On Tuesday, November 14, at the Hub on Smith, the Sheridan Community Land Trust Explore History Program presented a talk on The Battle of the Rosebud. SCLT History Manager Kevin Knapp and former Sheridan County Historical Society Director Dana Prater discussed the details of this famous battle. The presentation featured the latest understanding of the battle based on archaeological research and covered the battle from all perspectives.
Dana Prater started the program with an overview of the battlefield, and Crook’s fight.
She added about the events that led up to the battle.
The Indians refused to give up their hunting country and go peacefully onto the reservations.
On the morning of June 17, 1876, Crooks command of 1300 soldiers, civilian miners and Crow and Shoshone Indian scouts, paused along Rosebud Creek, north of present-day Decker, Montana His orders were to destroy a village that was thought to be near the creek, and force the Indians back on the reservations. Knapp took over the mic.
People back east wanted news of the battles on the Western Frontier. Many newspapers and magazines had correspondents embedded with the army. Knapp had several slides of sketches done by correspondents.
The talk was also illustrated by slides of maps of the movements of the troops and the Indians, and the landscape around the battlefield.

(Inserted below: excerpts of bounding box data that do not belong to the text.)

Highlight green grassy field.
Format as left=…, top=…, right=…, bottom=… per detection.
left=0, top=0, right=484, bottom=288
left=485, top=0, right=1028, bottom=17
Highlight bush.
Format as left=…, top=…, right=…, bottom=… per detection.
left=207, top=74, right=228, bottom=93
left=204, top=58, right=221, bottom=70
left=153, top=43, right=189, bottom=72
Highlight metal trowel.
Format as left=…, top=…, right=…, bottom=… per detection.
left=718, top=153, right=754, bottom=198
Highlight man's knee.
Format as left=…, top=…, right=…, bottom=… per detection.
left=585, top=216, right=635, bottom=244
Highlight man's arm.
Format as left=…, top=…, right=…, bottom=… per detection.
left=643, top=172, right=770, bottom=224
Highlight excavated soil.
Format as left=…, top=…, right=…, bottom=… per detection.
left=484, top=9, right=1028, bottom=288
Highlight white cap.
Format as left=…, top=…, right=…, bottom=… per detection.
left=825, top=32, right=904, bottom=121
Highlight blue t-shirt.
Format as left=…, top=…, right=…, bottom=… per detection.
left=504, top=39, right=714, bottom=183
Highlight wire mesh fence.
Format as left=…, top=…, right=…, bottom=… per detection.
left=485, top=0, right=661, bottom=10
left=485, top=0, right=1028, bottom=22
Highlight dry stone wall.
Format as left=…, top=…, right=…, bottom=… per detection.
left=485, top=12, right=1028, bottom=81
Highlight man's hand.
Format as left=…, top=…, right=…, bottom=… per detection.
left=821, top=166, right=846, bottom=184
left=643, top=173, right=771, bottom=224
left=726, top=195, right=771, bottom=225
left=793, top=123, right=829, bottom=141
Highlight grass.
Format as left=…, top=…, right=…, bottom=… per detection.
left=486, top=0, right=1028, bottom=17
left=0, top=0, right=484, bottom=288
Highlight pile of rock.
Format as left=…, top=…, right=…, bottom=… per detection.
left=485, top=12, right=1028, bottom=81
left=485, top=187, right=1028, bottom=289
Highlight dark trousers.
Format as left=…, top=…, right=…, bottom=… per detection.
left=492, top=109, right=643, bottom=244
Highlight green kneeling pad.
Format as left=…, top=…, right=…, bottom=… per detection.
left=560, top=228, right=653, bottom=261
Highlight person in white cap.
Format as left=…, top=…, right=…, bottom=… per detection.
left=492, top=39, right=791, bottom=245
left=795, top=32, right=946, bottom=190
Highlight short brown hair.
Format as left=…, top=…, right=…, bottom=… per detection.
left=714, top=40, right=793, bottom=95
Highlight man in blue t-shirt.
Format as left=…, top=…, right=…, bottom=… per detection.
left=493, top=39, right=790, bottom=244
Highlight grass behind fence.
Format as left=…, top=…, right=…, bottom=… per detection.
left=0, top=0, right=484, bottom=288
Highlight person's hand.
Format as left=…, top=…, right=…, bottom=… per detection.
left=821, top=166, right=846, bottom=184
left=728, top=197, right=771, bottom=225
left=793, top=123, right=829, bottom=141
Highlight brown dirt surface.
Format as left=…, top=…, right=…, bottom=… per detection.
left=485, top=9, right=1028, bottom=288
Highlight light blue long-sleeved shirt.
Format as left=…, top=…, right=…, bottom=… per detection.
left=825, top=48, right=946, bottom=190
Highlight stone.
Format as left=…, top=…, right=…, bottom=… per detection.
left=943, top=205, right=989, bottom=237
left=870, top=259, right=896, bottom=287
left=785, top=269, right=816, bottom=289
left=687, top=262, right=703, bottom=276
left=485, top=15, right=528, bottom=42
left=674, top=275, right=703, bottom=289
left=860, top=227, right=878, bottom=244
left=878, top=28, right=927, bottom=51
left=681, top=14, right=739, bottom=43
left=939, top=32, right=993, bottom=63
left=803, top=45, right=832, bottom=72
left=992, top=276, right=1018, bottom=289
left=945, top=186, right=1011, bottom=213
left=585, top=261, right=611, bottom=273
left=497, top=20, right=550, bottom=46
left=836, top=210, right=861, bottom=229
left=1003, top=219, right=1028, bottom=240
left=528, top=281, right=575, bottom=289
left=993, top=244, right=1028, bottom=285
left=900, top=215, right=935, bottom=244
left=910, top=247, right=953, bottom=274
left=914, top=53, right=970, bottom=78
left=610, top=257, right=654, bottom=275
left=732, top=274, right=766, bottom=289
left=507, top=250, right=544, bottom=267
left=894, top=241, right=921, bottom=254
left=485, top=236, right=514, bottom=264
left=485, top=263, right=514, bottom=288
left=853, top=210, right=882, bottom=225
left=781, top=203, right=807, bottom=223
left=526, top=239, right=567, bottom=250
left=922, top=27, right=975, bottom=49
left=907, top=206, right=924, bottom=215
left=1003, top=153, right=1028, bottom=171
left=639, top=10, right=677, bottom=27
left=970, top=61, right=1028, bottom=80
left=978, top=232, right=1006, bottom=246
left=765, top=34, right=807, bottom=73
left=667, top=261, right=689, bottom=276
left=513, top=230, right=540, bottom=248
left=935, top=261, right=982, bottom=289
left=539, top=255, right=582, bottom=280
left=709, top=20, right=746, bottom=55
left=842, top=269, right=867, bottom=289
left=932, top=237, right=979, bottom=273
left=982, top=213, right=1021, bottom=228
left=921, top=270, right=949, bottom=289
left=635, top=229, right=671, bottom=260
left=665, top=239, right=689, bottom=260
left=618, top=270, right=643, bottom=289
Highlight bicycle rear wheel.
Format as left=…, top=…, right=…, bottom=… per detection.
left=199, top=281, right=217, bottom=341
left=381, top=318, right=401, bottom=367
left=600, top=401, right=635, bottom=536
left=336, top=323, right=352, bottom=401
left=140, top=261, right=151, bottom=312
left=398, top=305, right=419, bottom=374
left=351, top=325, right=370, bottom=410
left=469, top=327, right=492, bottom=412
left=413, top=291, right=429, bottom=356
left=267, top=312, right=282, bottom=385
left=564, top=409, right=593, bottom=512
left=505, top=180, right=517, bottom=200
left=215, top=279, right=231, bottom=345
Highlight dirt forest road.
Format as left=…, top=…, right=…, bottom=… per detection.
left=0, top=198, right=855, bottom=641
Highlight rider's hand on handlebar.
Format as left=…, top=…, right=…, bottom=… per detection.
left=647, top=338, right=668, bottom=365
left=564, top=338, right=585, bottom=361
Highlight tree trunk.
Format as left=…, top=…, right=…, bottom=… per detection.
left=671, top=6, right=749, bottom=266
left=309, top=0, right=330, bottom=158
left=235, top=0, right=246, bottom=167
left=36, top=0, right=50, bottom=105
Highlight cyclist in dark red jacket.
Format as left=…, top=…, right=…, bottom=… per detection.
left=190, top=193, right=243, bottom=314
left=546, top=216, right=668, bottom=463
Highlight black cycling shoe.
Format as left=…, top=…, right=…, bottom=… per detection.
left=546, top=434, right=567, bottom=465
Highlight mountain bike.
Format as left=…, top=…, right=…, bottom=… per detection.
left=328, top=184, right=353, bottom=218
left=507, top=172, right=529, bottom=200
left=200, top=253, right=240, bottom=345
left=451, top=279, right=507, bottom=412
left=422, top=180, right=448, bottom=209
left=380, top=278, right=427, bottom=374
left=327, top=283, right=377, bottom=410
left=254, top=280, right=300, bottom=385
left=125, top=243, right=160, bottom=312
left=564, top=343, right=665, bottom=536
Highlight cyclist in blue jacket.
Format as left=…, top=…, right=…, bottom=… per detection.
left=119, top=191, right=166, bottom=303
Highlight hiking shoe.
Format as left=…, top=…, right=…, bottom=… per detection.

There was talk at the time and even among present day historians, that General Crook was actually lost, and that was why he was on the Rosebud Creek that day.
Just like Custer’s Battle was named, “Battle of the Greasy Grass,” and the Fetterman Fight was named, “Battle of 100 in the Hand,” by the Native Americans, Prater talked about the Indian name for the Rosebud Battle.

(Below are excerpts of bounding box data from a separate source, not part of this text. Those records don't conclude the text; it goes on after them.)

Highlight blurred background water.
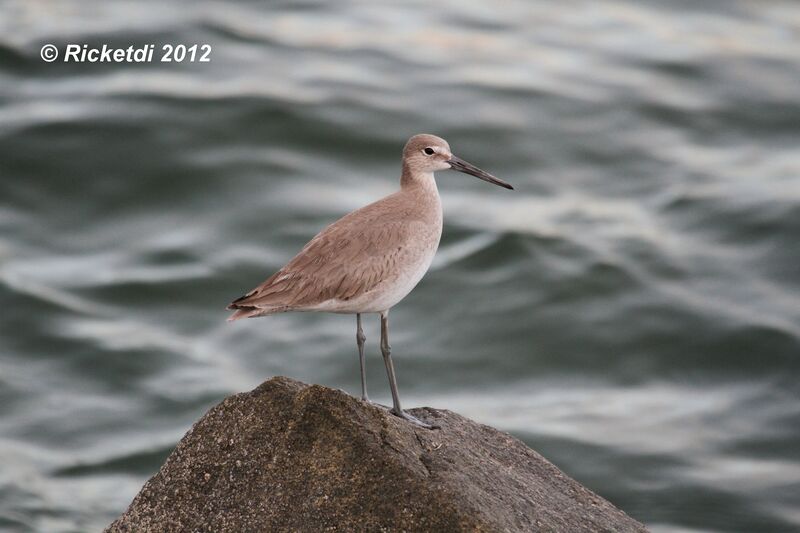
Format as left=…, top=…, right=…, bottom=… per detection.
left=0, top=0, right=800, bottom=532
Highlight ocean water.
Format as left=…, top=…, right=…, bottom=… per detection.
left=0, top=0, right=800, bottom=532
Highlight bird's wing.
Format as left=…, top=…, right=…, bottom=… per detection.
left=228, top=194, right=421, bottom=311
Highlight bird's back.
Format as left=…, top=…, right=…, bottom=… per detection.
left=228, top=184, right=442, bottom=320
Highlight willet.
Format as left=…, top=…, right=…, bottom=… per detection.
left=228, top=134, right=513, bottom=427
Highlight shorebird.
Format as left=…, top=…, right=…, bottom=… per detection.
left=228, top=134, right=513, bottom=428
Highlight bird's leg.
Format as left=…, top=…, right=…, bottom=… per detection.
left=356, top=313, right=369, bottom=402
left=381, top=311, right=433, bottom=429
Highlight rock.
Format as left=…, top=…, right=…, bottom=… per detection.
left=106, top=377, right=646, bottom=533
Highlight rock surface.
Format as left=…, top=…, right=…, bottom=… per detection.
left=106, top=377, right=645, bottom=533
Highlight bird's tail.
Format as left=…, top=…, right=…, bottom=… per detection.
left=228, top=304, right=290, bottom=322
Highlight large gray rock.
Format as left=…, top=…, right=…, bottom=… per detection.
left=107, top=377, right=645, bottom=533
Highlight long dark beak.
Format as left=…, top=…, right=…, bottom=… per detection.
left=448, top=156, right=514, bottom=189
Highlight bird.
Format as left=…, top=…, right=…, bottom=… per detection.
left=227, top=133, right=513, bottom=428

At the end, the battle was a draw, with no clear winner. However, it did embolden the Sioux and Cheyenne in their fight against the U.S. Army. The exact number of casualties is still unknown, as there were varying accounts. Crook said he had 10 killed and 21 wounded. His aide gave the number of total casualties as 57. Frank Grouard, scout, reported that 28 soldiers were killed and 56 were wounded. The Lakota and Cheyenne casualties are likewise uncertain with estimates from the soldiers of the number killed ranging from 10 to 100.
Today, the 3052-acre battlefield is preserved as a National Historic Landmark and Montana State Park commemorating the Battle of the Rosebud, “Where the Girl Saved Her Brother.” It is about 26 miles from the town of Decker, Montana, and the site remains much the same as it was during the time of the battle. Getting there, one has to drive across private land, and visitors are asked to be respectful of the landowners.
The cafeteria at The Hub was crowded, around 90 people attended the event. There will be a repeat of this program at the Tongue River Valley Community Center in Dayton on Tuesday, Nov. 21 at 10 a.m.